Safeguarded Stochastic Polyak Step Sizes for Non-smooth Optimization: Robust Performance Without Small (Sub)Gradients
Dimitris Oikonomou, Nicolas Loizou
TL;DR
The paper addresses non-smooth stochastic optimization by introducing Safeguarded Stochastic Polyak Step Sizes (SPS_safe) for the Stochastic Subgradient Method and its momentum variant (IMA_SPS_safe). These adaptive rules use a safeguard M in the denominator to prevent instability from vanishing gradients and eliminate the need for interpolation or exact f_i^* values, while preserving an O(1/√T) convergence rate to a neighborhood of the optimum. The authors extend the analysis to momentum, prove convergence for both Cesàro averages and last iterates, and provide extensive numerical validation on convex problems and deep neural networks, showing faster convergence, reduced variance, and robustness to vanishing gradients.
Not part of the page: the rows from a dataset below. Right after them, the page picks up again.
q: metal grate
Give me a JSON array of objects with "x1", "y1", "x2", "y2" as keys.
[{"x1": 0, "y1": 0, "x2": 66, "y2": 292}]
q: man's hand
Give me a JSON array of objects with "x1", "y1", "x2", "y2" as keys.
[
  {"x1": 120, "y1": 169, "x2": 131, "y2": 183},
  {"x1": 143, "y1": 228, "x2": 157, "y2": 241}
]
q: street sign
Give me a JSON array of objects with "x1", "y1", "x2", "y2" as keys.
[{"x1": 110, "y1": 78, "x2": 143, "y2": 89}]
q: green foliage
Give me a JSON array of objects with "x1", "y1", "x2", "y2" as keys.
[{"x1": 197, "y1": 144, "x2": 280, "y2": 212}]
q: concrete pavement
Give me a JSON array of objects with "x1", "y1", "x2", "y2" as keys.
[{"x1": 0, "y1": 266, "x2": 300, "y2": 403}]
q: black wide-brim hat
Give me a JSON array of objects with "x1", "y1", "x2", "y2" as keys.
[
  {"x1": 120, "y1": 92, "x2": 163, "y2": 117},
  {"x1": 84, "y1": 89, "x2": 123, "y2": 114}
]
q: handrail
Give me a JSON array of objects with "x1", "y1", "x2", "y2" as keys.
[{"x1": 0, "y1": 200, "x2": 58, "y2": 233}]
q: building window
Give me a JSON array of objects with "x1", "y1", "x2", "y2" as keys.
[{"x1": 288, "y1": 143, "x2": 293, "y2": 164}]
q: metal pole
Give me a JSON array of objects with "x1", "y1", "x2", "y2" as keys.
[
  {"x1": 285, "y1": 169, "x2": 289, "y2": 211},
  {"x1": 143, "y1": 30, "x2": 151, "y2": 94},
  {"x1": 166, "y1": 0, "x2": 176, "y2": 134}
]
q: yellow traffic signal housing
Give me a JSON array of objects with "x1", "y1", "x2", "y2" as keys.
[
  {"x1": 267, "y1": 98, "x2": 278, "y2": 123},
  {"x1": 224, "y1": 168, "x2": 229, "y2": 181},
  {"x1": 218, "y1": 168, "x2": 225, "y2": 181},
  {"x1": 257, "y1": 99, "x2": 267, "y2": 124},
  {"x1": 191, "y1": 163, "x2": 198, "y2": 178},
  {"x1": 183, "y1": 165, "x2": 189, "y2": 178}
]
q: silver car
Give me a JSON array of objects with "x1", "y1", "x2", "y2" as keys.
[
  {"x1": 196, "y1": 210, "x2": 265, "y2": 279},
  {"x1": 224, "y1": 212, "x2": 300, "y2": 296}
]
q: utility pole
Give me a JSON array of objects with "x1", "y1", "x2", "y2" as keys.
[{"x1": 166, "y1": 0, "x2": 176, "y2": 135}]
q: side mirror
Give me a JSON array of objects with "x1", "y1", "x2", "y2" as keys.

The work also connects safeguarded steps to adaptive gradient clipping and demonstrates practical benefits in DNN training, offering a parameter-free, theoretically grounded alternative to traditional Polyak-type updates in non-smooth settings.
Abstract
The stochastic Polyak step size (SPS) has proven to be a promising choice for stochastic gradient descent (SGD), delivering competitive performance relative to state-of-the-art methods on smooth convex and non-convex optimization problems, including deep neural network training. However, extensions of this approach to non-smooth settings remain in their early stages, often relying on interpolation assumptions or requiring knowledge of the optimal solution. In this work, we propose a novel SPS variant, Safeguarded SPS (SPS$_{safe}$), for the stochastic subgradient method, and provide rigorous convergence guarantees for non-smooth convex optimization with no need for strong assumptions. We further incorporate momentum into the update rule, yielding equally tight theoretical results. Comprehensive experiments on convex benchmarks and deep neural networks corroborate our theory: the proposed step size accelerates convergence, reduces variance, and consistently outperforms existing adaptive baselines. Finally, in the context of deep neural network training, our method demonstrates robust performance by addressing the vanishing gradient problem.